Bislang gab es nur eine Überschlagsrechnung: In den 1970er Jahren hatten russische Wissenschaftler abgeschätzt, wie viel Grundwasser es eigentlich auf der Erde gibt:
"Wir waren überrascht, dass das tatsächlich Abschätzungen im wahrsten Sinne des Wortes waren: Sie wurden nicht durch Daten gestützt. Sie wurden dann zitiert und endeten in Lehrbüchern. Es war also an der Zeit, mit den heute verfügbaren Daten und Analysen die Grundwassermenge erneut abzuschätzen. Und dabei haben wir auch erstmals bestimmt, wie viel modernes Grundwasser es eigentlich gibt.
Denn Grundwasser kann fossil, vor Tausenden oder Millionen Jahren entstanden sein - oder modern, also aktiv am Wasserkreislauf zwischen Meer, Land und Atmosphäre beteiligt, erklärt Elco Luijendijk von der Universität Göttingen:
"Für die Altersbestimmung nutzten wir das radioaktive Wasserstoff-Isotop Tritium, das durch die oberirdischen Atomwaffentests in die Umwelt gelangt ist. So konnten wir sehen, wo Grundwasser neu gebildet wird: Finden wir Tritium darin, ist es jünger als 50 Jahre.
Außerdem setzten die Hydrologen Datensätze zur Tiefe des Grundwasserspiegels ein, zur Durchlässigkeit der Gesteine oder ihrer Porosität. Sie wollten abschätzen, wie viel Grundwasser fließen oder gespeichert werden kann. Der nächste Schritt waren Simulationen.
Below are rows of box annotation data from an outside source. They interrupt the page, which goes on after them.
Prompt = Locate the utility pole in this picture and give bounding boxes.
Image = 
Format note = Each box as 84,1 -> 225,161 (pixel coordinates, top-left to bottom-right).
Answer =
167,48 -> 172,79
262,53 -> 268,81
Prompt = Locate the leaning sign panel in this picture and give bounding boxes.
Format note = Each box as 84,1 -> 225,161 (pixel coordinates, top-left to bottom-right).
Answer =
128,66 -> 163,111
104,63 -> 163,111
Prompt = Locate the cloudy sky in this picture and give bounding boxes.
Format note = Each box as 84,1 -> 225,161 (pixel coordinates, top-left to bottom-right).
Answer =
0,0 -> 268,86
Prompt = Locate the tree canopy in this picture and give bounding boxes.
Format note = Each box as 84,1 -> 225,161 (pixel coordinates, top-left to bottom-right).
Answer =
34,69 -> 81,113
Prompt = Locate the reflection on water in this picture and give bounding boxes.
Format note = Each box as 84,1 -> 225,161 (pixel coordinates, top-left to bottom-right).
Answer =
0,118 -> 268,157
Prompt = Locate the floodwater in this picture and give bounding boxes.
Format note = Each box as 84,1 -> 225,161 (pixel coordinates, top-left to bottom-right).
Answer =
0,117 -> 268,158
Sie ergaben, dass in den obersten zwei Kilometern der Erdkruste insgesamt - also fossil und modern - rund 23 Millionen Kubikkilometer Grundwasser stecken.
"Die Differenz zu der alten Abschätzung ist überraschenderweise nicht sehr groß: Die Wissenschaftler haben in den 1970er Jahren einen guten Job gemacht."
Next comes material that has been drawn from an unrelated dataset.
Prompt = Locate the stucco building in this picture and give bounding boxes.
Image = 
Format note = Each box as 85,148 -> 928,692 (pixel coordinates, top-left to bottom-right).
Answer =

"Diese 23 Millionen Kubikkilometer Grundwasser würden alles Land 180 Meter hoch mit Wasser bedecken. Das Gros davon ist fossil. Unseren Berechnungen zufolge liegt der Anteil des modernen Grundwassers höchstens bei sechs Prozent. Aber wir halten Simulationen für wahrscheinlicher, die Ergebnisse von knapp zwei Prozent brachten.Modernes Grundwasser würde das Land nur mit einer drei Meter dicken Lage bedecken."
Dabei ist dieses moderne Grundwasser wichtig, weil nur dieser Teil der Vorräte durch Niederschläge aufgefüllt wird, beschreibt Tom Gleeson von der University of Victoria:
"Unsere Weltgrundwasserkarte zeigt, wie begrenzt unsere Vorräte an modernem Grundwasser sind. Nur dieses moderne Grundwasser ist eine erneuerbare Ressource, aber weil es neu gebildet wird, reagiert es besonders empfindlich mit Blick auf Kontamination durch den Menschen und den Klimawandel.
Und es müsste deshalb besonders geschützt werden, erklärt der Hydrologe. Insgesamt verbrauche die Menschheit vielerorts ihre Grundwasserressourcen schneller, als sie sich erneuerten.
"Wir wollen aufgrund unserer Studie nun berechnen, wie lange die Vorräte in Teilen Indiens, im Mittleren Osten oder im Westen der USA reichen. Dort werden die Grundwasservorräte übernutzt, und wir haben keine Ahnung, wie lange das noch gut geht. Es ist zwar ein langsamer Prozess, aber irgendwann wird es dort kein Grundwasser mehr geben, und es ist wichtig, diesen Punkt frühzeitig zu erkennen.
Zwar seien die Messwerte, die den Karten zugrunde lägen, global sehr ungleichmäßig verteilt, räumt Elco Luijendijk ein: Aber wo die Datenlage gut sei, könne man daran gehen, solche Vorhersagen auf regionaler Basis zu entwickeln.